England needs its version of the Indian Premier League in place within two years or risks missing the boat, Texan billionaire Allen Stanford said on Thursday.
Stanford, who has offered a multi-million pounds investment proposal to the England and Wales Cricket Board (ECB), said he envisaged international teams playing alongside counties in the new competition.
"If I was doing this (alone) I would bring it in next year," he told Reuters in an interview.
"If the ECB do not get this programme in place by 2010 they have missed the boat. That is the latest they can possibly be."
ECB officials have dismissed suggestions the new competition, a response to the lucrative IPL which has attracted players from across the globe, will operate with city franchises rather than the traditional county teams.
The board are expected to announce details of their plans by the end of the month.
Stanford, who owns several companies in the Caribbean and already finances a Twenty20 event on the islands, said the ECB model could combine franchises and county sides.
"I think the county format gives you the best structure," he said. "It has been there a long time. It works...it is the basis it (the new league) builds from.
"Now (it is a question) whether you build on that county structure and take that into a city structure which may be on some people's minds from a commercial aspect.
"You might have say Kent v Liverpool or something like that and maybe create more rivalry."
Stanford said international teams may also play a role.
"Absolutely. That brings the crowds in, that makes it international, brings television revenue in, I think that is a given," he said.

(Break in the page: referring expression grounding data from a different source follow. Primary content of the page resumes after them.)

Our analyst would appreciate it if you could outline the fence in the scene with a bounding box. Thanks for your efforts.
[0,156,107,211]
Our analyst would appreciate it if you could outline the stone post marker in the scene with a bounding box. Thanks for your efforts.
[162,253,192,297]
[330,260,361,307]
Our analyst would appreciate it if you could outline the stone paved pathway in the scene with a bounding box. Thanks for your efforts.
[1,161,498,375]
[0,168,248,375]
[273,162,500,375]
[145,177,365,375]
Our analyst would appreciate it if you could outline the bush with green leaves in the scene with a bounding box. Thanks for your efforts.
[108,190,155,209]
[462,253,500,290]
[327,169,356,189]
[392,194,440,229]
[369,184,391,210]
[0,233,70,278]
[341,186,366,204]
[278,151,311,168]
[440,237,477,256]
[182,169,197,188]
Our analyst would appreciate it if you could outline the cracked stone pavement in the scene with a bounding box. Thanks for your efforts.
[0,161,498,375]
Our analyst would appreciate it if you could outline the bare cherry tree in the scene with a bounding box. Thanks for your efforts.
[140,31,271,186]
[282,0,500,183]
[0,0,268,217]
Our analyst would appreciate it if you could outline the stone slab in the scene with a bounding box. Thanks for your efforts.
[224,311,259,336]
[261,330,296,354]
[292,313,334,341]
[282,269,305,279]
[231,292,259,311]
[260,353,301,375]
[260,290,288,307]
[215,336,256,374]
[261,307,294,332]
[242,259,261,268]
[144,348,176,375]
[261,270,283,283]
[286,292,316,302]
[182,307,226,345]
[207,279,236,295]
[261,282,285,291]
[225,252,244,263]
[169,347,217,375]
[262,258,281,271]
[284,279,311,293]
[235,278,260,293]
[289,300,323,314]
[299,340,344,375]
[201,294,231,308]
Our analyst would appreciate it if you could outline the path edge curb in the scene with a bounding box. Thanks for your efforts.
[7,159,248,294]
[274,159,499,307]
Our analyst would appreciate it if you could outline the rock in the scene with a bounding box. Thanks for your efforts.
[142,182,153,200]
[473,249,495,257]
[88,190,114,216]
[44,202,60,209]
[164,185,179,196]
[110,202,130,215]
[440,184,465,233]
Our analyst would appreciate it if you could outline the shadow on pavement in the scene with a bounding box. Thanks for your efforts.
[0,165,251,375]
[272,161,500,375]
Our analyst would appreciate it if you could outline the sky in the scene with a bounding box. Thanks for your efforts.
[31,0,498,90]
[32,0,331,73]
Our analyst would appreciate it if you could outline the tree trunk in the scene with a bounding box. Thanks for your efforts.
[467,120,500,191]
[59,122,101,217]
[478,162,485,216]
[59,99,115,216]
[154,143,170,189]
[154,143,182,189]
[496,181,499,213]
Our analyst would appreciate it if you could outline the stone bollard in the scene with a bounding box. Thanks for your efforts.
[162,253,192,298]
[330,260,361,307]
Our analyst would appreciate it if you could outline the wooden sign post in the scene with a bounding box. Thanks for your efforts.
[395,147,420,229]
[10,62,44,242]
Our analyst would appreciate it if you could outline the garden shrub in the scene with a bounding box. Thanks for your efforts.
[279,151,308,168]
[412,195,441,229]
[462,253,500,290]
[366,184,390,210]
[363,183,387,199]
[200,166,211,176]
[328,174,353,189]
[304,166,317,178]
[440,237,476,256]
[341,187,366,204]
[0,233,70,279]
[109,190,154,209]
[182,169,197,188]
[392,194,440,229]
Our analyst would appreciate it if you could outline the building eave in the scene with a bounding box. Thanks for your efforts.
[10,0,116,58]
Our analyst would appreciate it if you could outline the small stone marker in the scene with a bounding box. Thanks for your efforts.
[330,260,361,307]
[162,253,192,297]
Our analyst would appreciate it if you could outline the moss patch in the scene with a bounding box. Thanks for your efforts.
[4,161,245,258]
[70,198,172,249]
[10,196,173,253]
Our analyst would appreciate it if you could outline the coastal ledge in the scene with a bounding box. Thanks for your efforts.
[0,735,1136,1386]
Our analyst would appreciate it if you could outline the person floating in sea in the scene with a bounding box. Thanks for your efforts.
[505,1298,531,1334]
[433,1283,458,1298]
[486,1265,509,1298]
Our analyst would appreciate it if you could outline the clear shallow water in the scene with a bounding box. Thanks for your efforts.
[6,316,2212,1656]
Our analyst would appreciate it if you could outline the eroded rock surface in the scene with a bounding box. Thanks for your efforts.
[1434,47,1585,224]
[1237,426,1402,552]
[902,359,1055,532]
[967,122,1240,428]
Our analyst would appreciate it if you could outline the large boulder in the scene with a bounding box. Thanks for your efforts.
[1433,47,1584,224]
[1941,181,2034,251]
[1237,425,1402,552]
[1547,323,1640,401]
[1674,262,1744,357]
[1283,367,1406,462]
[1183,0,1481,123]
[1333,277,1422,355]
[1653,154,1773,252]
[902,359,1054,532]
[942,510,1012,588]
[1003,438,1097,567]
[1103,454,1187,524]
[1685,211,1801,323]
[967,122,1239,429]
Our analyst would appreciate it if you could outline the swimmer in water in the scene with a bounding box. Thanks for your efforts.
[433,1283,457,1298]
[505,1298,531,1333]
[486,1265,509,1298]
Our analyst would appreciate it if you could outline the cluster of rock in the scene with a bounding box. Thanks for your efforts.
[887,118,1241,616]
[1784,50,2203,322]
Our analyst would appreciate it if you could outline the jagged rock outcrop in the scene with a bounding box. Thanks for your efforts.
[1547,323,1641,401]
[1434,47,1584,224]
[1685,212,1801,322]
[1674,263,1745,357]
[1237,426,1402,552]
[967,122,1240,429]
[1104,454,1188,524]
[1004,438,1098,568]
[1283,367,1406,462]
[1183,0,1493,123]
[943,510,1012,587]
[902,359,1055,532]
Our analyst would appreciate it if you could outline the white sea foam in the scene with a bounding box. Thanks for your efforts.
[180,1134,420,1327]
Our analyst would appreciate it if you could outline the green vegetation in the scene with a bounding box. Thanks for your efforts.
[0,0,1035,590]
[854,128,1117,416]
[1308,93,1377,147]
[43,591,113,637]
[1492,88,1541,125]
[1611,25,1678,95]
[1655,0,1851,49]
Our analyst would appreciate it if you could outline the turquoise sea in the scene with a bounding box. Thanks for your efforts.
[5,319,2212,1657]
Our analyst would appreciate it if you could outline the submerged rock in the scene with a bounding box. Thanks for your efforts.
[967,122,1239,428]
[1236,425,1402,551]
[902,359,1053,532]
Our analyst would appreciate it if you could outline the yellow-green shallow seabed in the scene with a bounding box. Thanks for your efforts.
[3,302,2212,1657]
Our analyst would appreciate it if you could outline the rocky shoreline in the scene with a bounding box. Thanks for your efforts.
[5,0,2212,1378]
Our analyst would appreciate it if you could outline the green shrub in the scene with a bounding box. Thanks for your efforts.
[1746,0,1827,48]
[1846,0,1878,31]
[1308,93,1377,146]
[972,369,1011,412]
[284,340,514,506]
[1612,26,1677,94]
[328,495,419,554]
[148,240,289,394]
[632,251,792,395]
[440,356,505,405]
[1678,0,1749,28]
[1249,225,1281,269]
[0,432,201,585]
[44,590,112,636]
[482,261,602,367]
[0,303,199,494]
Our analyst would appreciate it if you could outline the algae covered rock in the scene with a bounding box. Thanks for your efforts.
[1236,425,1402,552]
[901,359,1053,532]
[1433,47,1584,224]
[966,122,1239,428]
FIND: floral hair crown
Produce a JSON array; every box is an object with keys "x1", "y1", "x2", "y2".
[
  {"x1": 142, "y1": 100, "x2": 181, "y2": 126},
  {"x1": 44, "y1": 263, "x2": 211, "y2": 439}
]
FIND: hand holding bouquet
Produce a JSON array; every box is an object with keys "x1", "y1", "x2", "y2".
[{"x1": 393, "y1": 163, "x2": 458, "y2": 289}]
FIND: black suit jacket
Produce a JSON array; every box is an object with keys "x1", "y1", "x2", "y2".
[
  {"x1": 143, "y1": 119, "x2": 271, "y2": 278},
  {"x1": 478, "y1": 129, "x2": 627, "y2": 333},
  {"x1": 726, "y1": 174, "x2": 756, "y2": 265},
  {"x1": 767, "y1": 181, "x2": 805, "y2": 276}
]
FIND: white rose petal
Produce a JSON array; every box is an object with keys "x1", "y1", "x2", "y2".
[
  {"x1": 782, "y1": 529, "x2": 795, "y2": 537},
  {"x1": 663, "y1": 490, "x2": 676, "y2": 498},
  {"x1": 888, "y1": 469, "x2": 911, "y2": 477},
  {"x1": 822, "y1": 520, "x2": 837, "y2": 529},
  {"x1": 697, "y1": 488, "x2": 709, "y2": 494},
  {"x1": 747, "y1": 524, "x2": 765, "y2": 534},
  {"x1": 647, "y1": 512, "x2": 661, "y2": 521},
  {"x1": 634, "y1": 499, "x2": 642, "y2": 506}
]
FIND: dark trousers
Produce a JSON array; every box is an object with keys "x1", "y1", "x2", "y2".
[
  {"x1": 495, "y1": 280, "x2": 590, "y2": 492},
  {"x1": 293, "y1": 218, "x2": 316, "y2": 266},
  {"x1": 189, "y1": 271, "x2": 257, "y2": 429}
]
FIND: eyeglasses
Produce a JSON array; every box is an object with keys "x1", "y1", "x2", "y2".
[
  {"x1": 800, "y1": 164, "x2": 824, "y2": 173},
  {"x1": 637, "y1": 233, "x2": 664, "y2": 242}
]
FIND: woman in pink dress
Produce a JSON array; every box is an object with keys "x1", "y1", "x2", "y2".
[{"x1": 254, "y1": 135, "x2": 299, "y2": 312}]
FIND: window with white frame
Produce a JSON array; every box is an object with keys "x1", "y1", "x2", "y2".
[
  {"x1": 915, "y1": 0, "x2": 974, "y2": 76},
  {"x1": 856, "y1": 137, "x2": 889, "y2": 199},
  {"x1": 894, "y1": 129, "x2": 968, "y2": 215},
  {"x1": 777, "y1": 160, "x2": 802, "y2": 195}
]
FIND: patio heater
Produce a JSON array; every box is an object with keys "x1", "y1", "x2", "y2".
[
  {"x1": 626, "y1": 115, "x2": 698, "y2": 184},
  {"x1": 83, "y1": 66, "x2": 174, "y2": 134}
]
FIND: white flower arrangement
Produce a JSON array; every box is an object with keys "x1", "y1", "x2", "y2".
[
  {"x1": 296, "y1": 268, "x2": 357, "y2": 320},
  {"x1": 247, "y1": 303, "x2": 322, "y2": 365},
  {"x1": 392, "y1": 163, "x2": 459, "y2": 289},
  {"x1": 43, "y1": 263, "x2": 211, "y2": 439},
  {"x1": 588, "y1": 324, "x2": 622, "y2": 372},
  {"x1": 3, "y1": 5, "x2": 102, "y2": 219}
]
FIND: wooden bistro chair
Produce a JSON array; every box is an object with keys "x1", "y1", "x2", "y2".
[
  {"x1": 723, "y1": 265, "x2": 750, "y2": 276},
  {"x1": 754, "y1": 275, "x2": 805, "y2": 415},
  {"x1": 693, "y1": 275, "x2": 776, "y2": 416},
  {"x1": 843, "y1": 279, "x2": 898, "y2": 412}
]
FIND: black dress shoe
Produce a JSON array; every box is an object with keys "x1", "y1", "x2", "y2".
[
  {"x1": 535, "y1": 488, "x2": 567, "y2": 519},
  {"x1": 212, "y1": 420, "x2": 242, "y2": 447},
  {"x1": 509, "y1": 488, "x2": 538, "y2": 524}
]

While urging the ECB to move fast over the new league, he said he was pleased the board had not rushed in too quickly.
"English cricket sometimes works slower than the rest of the modern sports world does but sometimes that is good, as long as you don't move too slow," he said.
Stanford said the IPL had been created too quick and was sure Twenty20 was ready to go global.
"With the right money, organisation and goals in place it can be an Olympic sport within a 10-year span," he said.
"We want to be the dominant team sport in the world, we want to bring it to the U.S., take it into markets where it hasn't been before and take it back into markets like the UK.
"It is now in the modern era."
As part of his proposals to the ECB, Stanford has suggested a game between England and an all-star West Indies team in Antigua on Nov. 1 with a $20 million, winner-takes-all purse, an unprecedented prize in cricket.